Housing market data reflects more pronounced improvement lately—and that’s good news for the economy, for credit union members, and for credit union operations.
Housing’s importance to the economy is undeniable, with a healthy housing market essential to robust economic growth.
Overall, housing accounts for nearly 20% of U.S. economic activity. Private residential investment, which includes construction of new single-family and multifamily structures, residential remodeling, production of manufactured homes, and brokers’ fees, averages roughly 5% of gross domestic product (GDP) historically.
Housing services (including renters’ gross rents, owners’ imputed rent, and utility payments) average roughly 13% of GDP.
In 2014, building an average single-family home kept 2.97 full-time workers employed for a full year, while building an average rental apartment generated 1.13 full-time full-year jobs. Each $100,000 spent on remodeling activity generated 0.89 jobs on average, economists estimate.
Builders believe the housing market is in great shape, according to the National Association of Home Builders (NAHB) Housing Market Index. This is a monthly survey of builders who rate market conditions for the sale of new homes at the present time and in the next six months, as well as the traffic of prospective buyers of new homes.
The index, which stood at 53 in July 2014, rose to 58 at the start of 2015, and came in at 60 both in June and July this year. The last time the index hit this lofty level was in November 2005.
Part of the reason for builder optimism is strong home sales. National Association of Realtors data, for example, reflects strong existing home sales, with June activity up 3.2% to an annual sales rate of 5.49 million units. That result puts sales at the highest rate since February 2007.
Moreover, June’s gain comes on the heels of a 4.5% increase in May, and year-over-year sales are up a very strong 9.6%.
U.S. Census Bureau data also shows strong gains in new-home sales. Analysts expected another big increase in June, but were disappointed by a 6.8% decline during the month to an annual sales rate of 482,000 units. Still, the 18.1% year- over-year increase in new-home sales is solid.
Census Bureau data also shows strong demand for apartment units, driving housing starts and permits well above expectations recently. That helps offset slowing in the single-family arena.
Overall, housing starts were up 9.8% in June at a 1.174 million annual rate on the strength of a 29.4% jump in the multifamily component (the single-family component fell 0.9%). The same pattern appears for permits, which jumped 7% overall to a much higher than expected 1.337 million annual rate, with multifamily units up 15.3% and single-family units up 1.6%.
In total, starts are up 26.6% and permits are up 29.4% compared with levels one year ago.
Fact is, building permits are one of the 10 key components in the Conference Board’s Index of Leading Economic Indicators.

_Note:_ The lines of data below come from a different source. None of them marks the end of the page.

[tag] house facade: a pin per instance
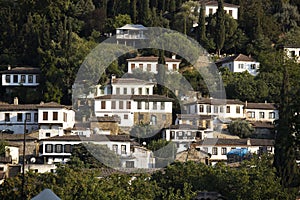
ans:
(131, 34)
(133, 101)
(239, 63)
(20, 76)
(212, 6)
(150, 64)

On the back of strong sales, home prices are increasing at healthy—and sustainable—rates almost everywhere you look. The Federal Housing Finance Agency’s (FHFA) home price index increased 0.4% in May, following an upward revised 0.4% in April.
During the past year, the FHFA index is up 5.7%—the strongest year-over-year advance since April 2014. The index now stands at a level last seen in September 2007 and is less than 2% below its peak in March 2007.
U.S. home price increases are broad-based: Each of the 20 metropolitan areas tracked by the S&P/Case-Shiller Home Price Index reflect year-over-year increases.
All of this has more consumers entering the market—which translates to more business for credit union mortgage departments. The Mortgage Banker’s Association Weekly Application composite index is up 10.4% during the past 12 months, the refinance index is up 4.3%, and the purchase index is up an eye-popping 18.2%.
CUNA’s Monthly Credit Union Estimates reflects this strength with overall first mortgages up a healthy 9.2% during the year ended May 2015.
The Federal Reserve Board is expected to begin raising short-term rates in the near future, which worries some observers. But these increases should be modest, and the underpinnings of the current recovery, including a greatly improved labor market, higher wages, and lofty consumer confidence, promise to keep housing humming along for the foreseeable future.